MCU proteins dominate in vivo mitochondrial Ca2+ uptake in Arabidopsis roots

Ca²⁺ signaling is central to plant development and acclimation. While Ca²⁺-responsive proteins have been investigated intensely in plants, only a few Ca²⁺-permeable channels have been identified, and our understanding of how intracellular Ca²⁺ fluxes is facilitated remains limited. Arabidopsis thaliana homologs of the mammalian channel-forming mitochondrial calcium uniporter (MCU) protein showed Ca²⁺ transport activity in vitro. Yet, the evolutionary complexity of MCU proteins, as well as reports about alternative systems and unperturbed mitochondrial Ca²⁺ uptake in knockout lines of MCU genes, leave critical questions about the in vivo functions of the MCU protein family in plants unanswered.
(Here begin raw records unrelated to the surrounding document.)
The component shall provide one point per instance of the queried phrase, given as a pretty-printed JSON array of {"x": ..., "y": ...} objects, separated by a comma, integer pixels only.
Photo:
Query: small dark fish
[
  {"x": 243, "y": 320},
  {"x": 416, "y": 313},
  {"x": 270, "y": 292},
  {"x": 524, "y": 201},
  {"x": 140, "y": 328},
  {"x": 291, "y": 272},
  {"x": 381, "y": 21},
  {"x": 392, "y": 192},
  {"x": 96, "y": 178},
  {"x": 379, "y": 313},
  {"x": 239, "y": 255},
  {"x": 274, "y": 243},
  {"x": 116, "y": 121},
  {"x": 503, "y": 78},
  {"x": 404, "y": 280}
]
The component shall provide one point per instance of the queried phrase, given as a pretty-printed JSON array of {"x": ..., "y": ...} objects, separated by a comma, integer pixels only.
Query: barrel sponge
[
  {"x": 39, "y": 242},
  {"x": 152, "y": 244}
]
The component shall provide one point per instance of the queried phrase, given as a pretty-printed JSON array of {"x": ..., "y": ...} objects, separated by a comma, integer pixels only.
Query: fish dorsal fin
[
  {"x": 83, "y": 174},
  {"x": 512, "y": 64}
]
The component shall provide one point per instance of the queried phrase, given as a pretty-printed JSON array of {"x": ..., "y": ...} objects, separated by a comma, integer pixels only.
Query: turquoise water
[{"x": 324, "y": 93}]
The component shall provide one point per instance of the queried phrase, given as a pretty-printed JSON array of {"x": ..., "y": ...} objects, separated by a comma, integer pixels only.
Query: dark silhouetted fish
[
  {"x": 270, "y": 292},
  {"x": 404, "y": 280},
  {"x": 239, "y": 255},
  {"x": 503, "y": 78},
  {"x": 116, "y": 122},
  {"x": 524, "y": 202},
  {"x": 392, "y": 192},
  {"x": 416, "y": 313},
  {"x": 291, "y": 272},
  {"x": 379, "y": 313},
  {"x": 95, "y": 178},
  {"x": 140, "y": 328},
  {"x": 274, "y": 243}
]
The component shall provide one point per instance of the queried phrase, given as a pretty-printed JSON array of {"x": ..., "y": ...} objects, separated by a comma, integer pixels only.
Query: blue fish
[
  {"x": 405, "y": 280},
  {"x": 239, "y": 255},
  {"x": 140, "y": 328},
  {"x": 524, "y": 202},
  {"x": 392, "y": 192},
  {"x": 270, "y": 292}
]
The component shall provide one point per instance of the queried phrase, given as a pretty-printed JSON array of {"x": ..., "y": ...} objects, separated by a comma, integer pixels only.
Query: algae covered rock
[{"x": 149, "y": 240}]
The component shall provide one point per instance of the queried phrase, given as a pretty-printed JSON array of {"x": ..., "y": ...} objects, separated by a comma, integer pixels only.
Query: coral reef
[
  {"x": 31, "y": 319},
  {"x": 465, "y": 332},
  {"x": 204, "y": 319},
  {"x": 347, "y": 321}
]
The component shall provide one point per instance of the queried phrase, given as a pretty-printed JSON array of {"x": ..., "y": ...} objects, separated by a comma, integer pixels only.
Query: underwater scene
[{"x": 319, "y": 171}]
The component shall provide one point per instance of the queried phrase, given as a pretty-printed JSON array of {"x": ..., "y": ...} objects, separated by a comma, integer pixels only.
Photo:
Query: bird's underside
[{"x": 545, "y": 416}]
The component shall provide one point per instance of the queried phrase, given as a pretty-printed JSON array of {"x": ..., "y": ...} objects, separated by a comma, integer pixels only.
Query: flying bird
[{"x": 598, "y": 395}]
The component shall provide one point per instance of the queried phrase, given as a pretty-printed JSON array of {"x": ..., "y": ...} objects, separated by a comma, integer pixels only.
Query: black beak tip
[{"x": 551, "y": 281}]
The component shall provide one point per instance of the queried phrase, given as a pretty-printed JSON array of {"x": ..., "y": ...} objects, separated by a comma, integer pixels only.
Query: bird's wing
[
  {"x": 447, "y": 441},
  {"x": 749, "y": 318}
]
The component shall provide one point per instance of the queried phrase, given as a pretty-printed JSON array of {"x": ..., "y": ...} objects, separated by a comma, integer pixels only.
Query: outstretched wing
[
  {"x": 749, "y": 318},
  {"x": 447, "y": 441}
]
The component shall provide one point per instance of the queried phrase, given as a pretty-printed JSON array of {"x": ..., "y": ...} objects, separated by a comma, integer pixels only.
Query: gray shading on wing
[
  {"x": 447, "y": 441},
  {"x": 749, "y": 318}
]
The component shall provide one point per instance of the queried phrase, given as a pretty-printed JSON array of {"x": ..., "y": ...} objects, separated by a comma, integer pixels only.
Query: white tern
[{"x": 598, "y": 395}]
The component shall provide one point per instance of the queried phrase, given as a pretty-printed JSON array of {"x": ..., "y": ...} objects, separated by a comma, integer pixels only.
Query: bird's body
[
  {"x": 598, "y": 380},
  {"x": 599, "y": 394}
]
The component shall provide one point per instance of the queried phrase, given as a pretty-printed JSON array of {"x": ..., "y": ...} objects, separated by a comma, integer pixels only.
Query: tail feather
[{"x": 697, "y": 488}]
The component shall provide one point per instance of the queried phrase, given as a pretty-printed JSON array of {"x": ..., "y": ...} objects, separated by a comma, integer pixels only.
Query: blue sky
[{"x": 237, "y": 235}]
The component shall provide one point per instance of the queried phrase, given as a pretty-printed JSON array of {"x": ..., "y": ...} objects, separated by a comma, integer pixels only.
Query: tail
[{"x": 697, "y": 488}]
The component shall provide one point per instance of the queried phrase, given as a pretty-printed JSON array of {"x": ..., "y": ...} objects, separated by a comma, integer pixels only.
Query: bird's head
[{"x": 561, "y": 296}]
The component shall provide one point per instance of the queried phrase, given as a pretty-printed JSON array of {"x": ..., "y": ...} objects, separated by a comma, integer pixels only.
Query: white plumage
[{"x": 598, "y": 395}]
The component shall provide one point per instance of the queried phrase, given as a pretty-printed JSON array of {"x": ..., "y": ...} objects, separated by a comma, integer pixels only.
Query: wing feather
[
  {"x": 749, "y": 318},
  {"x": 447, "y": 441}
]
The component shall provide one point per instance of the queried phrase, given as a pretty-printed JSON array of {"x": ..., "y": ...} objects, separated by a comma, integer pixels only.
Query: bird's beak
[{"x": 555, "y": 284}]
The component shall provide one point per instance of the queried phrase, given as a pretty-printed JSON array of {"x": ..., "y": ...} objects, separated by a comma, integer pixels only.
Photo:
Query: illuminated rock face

Here, we demonstrate that MCU proteins mediate mitochondrial Ca²⁺ transport in planta and that this mechanism is the major route for fast Ca²⁺ uptake. Guided by the subcellular localization, expression, and conservation of MCU proteins, we generated an mcu triple knockout line. Using Ca²⁺ imaging in living root tips and the stimulation of Ca²⁺ transients of different amplitudes, we demonstrated that mitochondrial Ca²⁺ uptake became limiting in the triple mutant. The drastic cell physiological phenotype of impaired subcellular Ca²⁺ transport coincided with deregulated jasmonic acid-related signaling and thigmomorphogenesis. Our findings establish MCUs as a major mitochondrial Ca²⁺ entry route in planta and link mitochondrial Ca²⁺ transport with phytohormone signaling.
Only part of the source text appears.